20

I'm writing a grep utility in Lua for our mobile devices running Windows CE 6/7, but I've run into some issues implementing case-insensitive match patterns. The obvious solution of converting everything to uppercase (or lower) does not work so simply due to the character classes.

The only other thing I can think of is converting the literals in the pattern itself to uppercase.

Here's what I have so far:

function toUpperPattern(instr)
    -- Check first character
    if string.find(instr, "^%l") then
        instr = string.upper(string.sub(instr, 1, 1)) .. string.sub(instr, 2)
    end
    -- Check the rest of the pattern
    while 1 do
        local a, b, str = string.find(instr, "[^%%](%l+)")
        if not a then break end
        if str then
            instr = string.sub(instr, 1, a) .. string.upper(string.sub(instr, a+1, b)) .. string.sub(instr, b + 1)
        end
    end
    return instr
end

I hate to admit how long it took to get even that far, and I can still see right away there are going to be problems with things like escaped percent signs '%%'

I figured this must be a fairly common issue, but I can't seem to find much on the topic.

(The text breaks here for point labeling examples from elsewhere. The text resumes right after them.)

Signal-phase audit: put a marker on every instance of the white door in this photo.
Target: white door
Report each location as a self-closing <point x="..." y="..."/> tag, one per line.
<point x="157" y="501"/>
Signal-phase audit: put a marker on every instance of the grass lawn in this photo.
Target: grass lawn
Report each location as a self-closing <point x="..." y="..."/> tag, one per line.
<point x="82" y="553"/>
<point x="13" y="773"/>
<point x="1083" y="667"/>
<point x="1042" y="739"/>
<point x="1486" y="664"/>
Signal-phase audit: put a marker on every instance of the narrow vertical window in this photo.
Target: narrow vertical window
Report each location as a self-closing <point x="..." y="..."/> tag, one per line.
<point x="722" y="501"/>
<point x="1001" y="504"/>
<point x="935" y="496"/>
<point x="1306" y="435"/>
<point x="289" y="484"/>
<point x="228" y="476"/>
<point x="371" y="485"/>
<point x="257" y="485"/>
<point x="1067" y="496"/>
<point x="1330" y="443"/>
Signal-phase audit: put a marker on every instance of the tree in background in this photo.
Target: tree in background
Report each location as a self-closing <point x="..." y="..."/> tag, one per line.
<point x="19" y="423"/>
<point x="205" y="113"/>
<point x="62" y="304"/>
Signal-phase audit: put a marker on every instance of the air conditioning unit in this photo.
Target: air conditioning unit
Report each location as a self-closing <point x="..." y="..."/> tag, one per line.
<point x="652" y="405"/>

Are there any easier (or at least complete) ways to do this? I'm starting to go crazy here... Hoping you Lua gurus out there can enlighten me!

Nubbychadnezzar
  • 203
  • 1
  • 2
  • 4

2 Answers2

16

Try something like this:

function case_insensitive_pattern(pattern)

  -- find an optional '%' (group 1) followed by any character (group 2)
  local p = pattern:gsub("(%%?)(.)", function(percent, letter)

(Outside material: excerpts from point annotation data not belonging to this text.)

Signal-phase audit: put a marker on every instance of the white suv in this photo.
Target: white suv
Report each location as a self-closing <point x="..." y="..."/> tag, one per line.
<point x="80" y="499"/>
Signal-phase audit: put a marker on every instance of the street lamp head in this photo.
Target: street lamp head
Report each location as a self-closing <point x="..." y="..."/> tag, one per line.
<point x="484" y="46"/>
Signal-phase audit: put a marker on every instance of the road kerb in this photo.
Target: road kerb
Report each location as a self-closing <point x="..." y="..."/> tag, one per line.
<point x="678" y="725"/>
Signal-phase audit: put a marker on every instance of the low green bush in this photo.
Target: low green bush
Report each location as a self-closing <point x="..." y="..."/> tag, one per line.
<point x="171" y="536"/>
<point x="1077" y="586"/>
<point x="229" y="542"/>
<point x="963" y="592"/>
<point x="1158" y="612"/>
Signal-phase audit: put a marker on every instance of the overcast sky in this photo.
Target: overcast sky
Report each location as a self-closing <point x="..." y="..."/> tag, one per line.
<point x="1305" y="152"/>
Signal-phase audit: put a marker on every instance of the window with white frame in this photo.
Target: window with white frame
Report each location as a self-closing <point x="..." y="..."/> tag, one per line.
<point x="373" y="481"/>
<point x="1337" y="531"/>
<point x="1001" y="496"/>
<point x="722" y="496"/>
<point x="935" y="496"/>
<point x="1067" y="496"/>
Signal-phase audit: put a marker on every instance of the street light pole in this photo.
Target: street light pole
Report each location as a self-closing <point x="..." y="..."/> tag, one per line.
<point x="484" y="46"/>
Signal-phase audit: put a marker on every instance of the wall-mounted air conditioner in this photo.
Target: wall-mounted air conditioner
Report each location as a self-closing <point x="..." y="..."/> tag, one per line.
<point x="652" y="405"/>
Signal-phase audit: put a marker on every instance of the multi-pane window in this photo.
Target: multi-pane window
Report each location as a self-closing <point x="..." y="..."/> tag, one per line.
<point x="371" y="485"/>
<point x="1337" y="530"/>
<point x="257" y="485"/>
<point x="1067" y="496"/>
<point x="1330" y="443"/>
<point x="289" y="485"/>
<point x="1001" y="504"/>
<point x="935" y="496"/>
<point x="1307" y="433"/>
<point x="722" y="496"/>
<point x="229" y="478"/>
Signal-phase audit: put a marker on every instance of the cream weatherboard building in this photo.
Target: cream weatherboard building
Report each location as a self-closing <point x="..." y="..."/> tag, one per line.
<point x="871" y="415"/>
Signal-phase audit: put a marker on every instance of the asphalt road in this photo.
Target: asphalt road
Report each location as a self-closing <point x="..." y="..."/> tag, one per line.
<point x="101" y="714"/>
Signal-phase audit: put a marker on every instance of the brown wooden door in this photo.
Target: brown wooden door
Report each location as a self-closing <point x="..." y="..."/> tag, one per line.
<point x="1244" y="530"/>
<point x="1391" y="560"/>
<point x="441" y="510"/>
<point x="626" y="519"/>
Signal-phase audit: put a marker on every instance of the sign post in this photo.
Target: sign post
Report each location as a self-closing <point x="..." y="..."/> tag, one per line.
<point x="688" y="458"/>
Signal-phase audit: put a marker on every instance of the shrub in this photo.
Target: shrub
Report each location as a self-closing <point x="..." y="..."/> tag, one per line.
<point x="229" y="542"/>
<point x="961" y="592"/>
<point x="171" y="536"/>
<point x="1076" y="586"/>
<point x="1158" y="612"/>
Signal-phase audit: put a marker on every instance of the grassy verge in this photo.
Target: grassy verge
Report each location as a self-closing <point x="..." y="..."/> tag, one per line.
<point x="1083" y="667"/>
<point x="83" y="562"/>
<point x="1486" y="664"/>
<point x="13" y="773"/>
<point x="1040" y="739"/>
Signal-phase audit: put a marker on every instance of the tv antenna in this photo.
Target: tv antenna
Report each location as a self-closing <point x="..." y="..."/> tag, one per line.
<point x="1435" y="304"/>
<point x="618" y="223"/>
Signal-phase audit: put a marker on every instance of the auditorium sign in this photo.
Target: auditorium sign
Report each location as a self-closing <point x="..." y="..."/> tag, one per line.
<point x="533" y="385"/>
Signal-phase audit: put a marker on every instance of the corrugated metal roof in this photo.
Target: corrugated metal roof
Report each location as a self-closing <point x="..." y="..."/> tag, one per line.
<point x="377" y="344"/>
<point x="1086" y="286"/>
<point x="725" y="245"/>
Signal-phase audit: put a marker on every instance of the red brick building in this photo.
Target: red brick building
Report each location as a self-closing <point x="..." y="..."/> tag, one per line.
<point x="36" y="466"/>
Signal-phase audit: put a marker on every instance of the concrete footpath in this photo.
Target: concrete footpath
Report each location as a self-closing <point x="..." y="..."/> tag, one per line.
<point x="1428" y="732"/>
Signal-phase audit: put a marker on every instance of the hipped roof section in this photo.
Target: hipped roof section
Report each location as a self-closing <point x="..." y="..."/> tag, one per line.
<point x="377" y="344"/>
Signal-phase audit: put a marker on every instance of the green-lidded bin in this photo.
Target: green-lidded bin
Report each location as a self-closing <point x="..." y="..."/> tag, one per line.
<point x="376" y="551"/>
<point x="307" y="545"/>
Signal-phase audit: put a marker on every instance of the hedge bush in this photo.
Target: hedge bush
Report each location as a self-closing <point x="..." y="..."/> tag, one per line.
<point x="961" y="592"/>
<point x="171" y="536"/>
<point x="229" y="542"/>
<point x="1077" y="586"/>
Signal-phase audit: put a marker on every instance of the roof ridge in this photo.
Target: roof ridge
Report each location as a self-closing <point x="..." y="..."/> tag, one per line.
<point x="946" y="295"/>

    if percent ~= "" or not letter:match("%a") then
      -- if the '%' matched, or `letter` is not a letter, return "as is"
      return percent .. letter
    else
      -- else, return a case-insensitive character class of the matched letter
      return string.format("[%s%s]", letter:lower(), letter:upper())
    end

  end)

  return p
end

print(case_insensitive_pattern("xyz = %d+ or %% end"))

which prints:

[xX][yY][zZ] = %d+ [oO][rR] %% [eE][nN][dD]
Bart Kiers
  • 166,582
  • 36
  • 299
  • 288
  • 1
    Awesome. I was drawing a blank. BTW: you can say `pattern:gsub` just as you said `letter:lower`. You could even say `('[%s%s]'):format` but that's a little weirder. – Mud Jul 09 '12 at 20:31
  • Yeah, `string.format(...)` looks more familiar than `('[%s%s]'):format(...)`, but I like the `pattern:gsub(...)` better! Thanks. – Bart Kiers Jul 09 '12 at 20:38
  • Incredible. But one question... How does that not convert something like `%%test` to `%%[tT]est`? Is that match skipped because the previous iteration would have matched both '%%'? Maybe my brain is just a little fried today :/ – Nubbychadnezzar Jul 09 '12 at 20:44
  • @Nubbychadnezzar, `%%test` gets converted to `%%[tT][eE][sS][tT]`. Once a pattern has matched, it will never be a part of another match. So `%%test` has 5 matches: `%%`, `t`, `e`, `s` and `t`. `%%` remains the same, and the letters are converted to `[tT]`, `[eE]`, ... – Bart Kiers Jul 09 '12 at 20:54
  • @Bart "Once a pattern has matched, it will never be a part of another match." That's exactly what I needed to hear. Failing to grasp that was the primary source of my frustration! Thanks! – Nubbychadnezzar Jul 09 '12 at 21:04
  • 1
    Note: This function can't currently handle patterns that contain square brackets. For example, "The answer is [ABCD]". – Stomp Sep 12 '12 at 18:27
2

Lua 5.1, LPeg v0.12

do
    local p = re.compile([[
        pattern  <- ( {b} / {escaped} / brackets / other)+
        b        <- "%b" . .
        escaped  <- "%" .
        brackets <- { "[" ([^]%]+ / escaped)* "]" }
        other    <- [^[%]+ -> cases
    ]], {
        cases = function(str) return (str:gsub('%a',function(a) return '['..a:lower()..a:upper()..']' end)) end
    })
    local pb = re.compile([[
        pattern  <- ( {b} / {escaped} / brackets / other)+
        b        <- "%b" . .
        escaped  <- "%" .
        brackets <- {: {"["} ({escaped} / bcases)* {"]"} :}
        bcases   <- [^]%]+ -> bcases
        other    <- [^[%]+ -> cases
    ]], {
        cases = function(str) return (str:gsub('%a',function(a) return '['..a:lower()..a:upper()..']' end)) end
        , bcases = function(str) return (str:gsub('%a',function(a) return a:lower()..a:upper() end)) end
    })
    function iPattern(pattern,brackets)
        ('sanity check'):find(pattern)
        return table.concat({re.match(pattern, brackets and pb or p)})
    end
end

local test                  = '[ab%c%]d%%]+ o%%r %bnm'
print(iPattern(test))       -- [ab%c%]d%%]+ [oO]%%[rR] %bnm
print(iPattern(test,true))  -- [aAbB%c%]dD%%]+ [oO]%%[rR] %bnm
print(('qwe [%D]% O%r n---m asd'):match(iPattern(test, true))) -- %D]% O%r n---m

Pure Lua version:

It is necessary to analyze all the characters in the string to convert it into a correct pattern because Lua patterns do not have alternations like in regexps (abc|something).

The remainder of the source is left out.